There was one moment of awful fear as, caught and helpless, her control over her emotions, her sensations, was snatched away. There was a sense of profound and agonising despair, then the plain premonition that in another moment she would disintegrate, sacrificed to a stronger, indomitable will.
Gradually her terror and suspense turned into a hunger as great as his own. It was shameful. Quite shameful. To her shame her arms strained to hold him closer as he touched her, her head turning restlessly from side to side. Lightly, expertly, his hands undid her clothing and she moaned and groaned, lost in his wild embrace, as her clothes fell in a heap round her feet. Eagerly they faced each other, she painfully, avidly female, he ravishing and victorious.
He seized her wrist in a strong grip and twisted it, and then she was lying on the floor at his feet. He seemed to loom gigantically above her, his face in darkness against the background of trees but before she could move he had knelt across her, jerked her arms above her head and held them there. Their bodies moved with the same rhythm, all sense of time disappeared under these new and fantastic sensations. He was a ruthless rider, despoiling and unmerciful, he drove her on to the most unendurable excitement. She caught a glimpse of his face, dark and shining, wearing a strange triumphant smile.
Oh yes, Honesty knows all the signs. She only has to think of Callister and all of a sudden her entire being fills, like this, with an awareness of him so intense and strong and absolute that wherever she is and whatever she happens to be doing seems trivial and superficial compared with his wonderful power. She remembers the crispness between her fingers of the black curly hairs of his chest. She smells his breath and tastes his mouth. She recalls every sensation with such intensity that she is swept by waves of feeling, her entire body surges with erotic longing. Deeply and slowly and luxuriously she sighs. She is going down to Devon tomorrow, only fourteen hours between them and she will be revived, taken, back in his arms again.
‘Oh, Callister,’ she whispers in her thoughts, ‘let me go… let me…’
As she says her farewells the smile she gives to Angela is sincere. Does the woman not feel some cold premonition? No, it would seem not.

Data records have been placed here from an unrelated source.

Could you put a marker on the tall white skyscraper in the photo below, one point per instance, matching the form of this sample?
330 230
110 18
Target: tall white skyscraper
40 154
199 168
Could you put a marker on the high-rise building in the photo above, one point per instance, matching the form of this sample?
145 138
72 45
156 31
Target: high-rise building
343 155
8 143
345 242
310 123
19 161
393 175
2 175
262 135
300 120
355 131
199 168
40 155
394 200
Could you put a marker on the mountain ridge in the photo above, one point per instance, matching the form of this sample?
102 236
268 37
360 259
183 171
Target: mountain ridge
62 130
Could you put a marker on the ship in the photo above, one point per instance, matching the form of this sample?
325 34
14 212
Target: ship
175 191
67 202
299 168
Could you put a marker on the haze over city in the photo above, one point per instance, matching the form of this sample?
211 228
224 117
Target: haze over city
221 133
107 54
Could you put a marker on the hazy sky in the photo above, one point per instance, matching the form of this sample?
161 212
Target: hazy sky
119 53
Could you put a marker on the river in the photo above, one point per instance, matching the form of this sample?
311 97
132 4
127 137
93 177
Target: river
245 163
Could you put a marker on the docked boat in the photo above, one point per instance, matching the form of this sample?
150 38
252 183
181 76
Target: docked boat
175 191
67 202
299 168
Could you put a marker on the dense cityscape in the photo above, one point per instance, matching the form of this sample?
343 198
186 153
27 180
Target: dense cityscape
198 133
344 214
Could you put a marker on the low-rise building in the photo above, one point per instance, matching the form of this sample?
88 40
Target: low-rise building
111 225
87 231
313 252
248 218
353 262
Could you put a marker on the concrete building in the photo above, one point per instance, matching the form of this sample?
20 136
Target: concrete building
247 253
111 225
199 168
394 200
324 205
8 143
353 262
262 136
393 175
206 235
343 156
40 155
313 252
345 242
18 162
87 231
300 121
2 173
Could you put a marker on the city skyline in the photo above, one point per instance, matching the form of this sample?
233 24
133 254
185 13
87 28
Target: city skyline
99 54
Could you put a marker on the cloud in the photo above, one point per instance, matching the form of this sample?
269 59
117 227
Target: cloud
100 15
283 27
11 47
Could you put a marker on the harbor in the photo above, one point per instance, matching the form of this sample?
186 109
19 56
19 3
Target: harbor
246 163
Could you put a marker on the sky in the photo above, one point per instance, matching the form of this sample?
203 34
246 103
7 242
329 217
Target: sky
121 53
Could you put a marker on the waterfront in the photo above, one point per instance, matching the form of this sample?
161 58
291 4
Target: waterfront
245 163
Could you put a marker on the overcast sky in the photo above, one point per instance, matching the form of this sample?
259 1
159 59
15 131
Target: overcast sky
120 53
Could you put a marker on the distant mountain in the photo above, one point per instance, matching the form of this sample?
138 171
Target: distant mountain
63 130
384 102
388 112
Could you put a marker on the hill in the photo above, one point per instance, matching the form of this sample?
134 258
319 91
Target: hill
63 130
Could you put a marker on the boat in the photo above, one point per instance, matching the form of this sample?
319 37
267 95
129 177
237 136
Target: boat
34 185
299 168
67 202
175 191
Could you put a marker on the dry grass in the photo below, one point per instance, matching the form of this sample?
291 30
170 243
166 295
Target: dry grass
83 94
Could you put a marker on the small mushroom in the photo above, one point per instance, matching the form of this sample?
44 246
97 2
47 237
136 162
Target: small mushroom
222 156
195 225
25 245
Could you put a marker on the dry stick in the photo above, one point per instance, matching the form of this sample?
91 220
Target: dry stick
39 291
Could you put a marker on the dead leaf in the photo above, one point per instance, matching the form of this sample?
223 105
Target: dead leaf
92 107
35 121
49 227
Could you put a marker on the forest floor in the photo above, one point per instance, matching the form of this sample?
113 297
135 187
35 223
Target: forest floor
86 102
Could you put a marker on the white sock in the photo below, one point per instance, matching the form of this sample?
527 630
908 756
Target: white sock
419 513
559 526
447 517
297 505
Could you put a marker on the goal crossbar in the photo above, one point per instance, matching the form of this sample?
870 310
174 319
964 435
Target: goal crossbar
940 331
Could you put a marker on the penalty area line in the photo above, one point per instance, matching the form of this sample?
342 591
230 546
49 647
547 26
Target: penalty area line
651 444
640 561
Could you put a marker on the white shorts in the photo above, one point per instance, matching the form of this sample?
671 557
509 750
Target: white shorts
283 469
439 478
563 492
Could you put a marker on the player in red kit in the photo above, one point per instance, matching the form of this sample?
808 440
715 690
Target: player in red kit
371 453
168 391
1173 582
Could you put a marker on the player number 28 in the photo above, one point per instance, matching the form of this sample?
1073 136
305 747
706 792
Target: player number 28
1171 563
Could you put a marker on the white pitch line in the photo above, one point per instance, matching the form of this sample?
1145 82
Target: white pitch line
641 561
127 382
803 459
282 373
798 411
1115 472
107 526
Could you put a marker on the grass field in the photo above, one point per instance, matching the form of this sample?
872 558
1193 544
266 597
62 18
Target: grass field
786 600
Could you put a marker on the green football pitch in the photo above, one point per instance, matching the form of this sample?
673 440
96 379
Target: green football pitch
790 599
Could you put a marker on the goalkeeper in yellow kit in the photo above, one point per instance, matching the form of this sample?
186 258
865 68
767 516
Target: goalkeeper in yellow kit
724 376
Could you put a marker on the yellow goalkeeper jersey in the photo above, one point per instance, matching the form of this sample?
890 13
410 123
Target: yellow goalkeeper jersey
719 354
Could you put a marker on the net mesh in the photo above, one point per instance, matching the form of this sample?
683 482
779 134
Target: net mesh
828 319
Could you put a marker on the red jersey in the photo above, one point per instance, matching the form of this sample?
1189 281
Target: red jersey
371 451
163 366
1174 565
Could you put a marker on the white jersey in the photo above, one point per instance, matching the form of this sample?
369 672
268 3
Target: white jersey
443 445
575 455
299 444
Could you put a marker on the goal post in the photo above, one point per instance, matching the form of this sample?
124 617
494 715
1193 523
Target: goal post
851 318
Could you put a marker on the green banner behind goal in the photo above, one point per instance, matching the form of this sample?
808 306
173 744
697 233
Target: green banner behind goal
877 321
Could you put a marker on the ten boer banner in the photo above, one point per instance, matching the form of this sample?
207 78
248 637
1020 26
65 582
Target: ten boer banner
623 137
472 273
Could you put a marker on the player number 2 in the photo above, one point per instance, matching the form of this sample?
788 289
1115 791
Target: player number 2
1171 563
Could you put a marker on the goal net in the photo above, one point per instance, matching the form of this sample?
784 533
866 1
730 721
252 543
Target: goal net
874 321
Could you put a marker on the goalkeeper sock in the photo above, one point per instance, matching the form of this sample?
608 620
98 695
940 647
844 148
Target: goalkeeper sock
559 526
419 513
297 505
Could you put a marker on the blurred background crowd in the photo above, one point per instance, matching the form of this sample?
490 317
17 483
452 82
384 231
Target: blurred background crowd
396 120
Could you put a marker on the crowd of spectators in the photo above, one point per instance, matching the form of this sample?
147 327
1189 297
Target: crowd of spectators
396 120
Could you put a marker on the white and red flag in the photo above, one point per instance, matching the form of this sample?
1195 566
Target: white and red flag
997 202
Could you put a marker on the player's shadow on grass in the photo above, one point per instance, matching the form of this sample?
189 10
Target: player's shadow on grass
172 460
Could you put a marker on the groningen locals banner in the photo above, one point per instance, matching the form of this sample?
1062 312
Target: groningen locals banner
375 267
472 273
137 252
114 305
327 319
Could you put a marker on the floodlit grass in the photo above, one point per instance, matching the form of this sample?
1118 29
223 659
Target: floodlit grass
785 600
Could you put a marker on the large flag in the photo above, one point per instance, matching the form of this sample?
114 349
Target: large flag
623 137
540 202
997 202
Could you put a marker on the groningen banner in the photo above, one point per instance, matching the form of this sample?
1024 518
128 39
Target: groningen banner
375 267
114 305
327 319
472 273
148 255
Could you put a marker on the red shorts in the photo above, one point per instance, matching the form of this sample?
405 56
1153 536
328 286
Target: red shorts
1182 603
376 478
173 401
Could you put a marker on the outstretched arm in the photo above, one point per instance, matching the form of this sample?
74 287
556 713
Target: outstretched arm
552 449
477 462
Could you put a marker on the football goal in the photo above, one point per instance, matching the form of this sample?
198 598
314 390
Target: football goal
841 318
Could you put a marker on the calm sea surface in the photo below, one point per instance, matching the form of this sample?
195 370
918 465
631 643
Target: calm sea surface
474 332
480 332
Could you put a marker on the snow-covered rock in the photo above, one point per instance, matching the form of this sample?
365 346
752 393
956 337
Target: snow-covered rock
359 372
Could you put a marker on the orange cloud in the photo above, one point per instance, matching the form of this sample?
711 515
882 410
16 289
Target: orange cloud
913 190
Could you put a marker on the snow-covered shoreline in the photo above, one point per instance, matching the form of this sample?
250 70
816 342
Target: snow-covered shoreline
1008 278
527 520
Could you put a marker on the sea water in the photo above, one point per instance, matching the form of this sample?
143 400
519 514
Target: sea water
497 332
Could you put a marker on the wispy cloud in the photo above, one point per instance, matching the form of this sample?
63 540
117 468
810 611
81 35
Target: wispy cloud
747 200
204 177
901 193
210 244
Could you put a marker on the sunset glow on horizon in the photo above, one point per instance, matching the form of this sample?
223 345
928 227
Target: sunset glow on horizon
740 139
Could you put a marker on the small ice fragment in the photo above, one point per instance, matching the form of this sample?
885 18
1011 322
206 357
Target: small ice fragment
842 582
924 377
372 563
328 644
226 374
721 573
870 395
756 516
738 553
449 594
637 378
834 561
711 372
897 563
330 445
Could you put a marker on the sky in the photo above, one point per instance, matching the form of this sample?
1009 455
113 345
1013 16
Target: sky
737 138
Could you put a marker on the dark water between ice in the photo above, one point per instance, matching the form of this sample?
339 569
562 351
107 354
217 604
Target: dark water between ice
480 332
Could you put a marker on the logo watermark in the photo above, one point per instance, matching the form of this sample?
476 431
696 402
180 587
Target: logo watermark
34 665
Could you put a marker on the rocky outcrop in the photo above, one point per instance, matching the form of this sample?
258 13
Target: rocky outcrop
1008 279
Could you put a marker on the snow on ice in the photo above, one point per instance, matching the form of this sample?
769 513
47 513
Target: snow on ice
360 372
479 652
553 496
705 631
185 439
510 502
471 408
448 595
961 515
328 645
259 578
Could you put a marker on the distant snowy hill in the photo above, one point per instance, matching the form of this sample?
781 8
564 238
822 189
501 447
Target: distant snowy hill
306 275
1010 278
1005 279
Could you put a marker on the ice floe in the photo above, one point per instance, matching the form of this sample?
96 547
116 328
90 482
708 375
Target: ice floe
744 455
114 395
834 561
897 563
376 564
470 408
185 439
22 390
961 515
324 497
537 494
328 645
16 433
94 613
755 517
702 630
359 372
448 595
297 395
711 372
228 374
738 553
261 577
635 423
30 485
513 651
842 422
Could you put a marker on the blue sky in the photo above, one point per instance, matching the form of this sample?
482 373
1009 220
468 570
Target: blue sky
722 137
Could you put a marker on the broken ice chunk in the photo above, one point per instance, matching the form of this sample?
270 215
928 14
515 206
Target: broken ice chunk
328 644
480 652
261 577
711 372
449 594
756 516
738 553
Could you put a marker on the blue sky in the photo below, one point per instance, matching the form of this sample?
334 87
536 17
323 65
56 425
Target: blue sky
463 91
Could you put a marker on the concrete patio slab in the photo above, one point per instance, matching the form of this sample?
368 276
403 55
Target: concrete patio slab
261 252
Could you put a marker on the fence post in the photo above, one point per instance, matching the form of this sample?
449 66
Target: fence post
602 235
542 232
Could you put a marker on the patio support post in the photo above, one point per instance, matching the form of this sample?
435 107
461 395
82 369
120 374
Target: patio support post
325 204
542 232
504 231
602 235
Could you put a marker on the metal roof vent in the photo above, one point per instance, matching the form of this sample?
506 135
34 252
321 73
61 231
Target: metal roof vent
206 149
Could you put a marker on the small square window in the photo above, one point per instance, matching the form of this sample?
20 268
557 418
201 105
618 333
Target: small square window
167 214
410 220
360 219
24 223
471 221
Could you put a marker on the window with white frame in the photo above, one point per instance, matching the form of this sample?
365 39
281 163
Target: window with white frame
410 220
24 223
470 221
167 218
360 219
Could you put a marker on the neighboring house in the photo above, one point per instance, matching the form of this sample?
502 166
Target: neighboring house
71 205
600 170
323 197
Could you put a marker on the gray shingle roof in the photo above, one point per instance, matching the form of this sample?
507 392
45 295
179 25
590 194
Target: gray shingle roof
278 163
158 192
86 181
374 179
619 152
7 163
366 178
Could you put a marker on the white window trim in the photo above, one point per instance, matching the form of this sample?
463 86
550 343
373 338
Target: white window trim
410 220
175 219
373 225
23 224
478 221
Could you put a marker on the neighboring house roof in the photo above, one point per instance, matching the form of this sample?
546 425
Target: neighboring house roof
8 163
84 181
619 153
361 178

And Honesty feels almost genuinely sorry for this little woman who, so like poor Helena, is unaware of the forces which now work against her, the cold and powerful forces of darkness conjured up by a black, primordial magician.
T
HE FAT IS IN
the fire and the cat is out of the bag.
‘That’s it. We scarper, pronto.’
OK, it had to happen, but why now? Why now?
It is August 12th, Jacob’s second birthday, and now he manages to walk up stairs unaided, throw a ball without falling over and tear the wrapping off his presents. Ange, so concerned that he make good progress, notes his little achievements in a special diary. What a joy it is to give him the kind of splendid presents they give him today, a Fisher-Price garage that he just sat and gawped at with a beautiful smile on his face, a pull-along dachshund that yaps and wags its tail, and dozens of little brightly coloured treats, books, and a cuddly pink elephant.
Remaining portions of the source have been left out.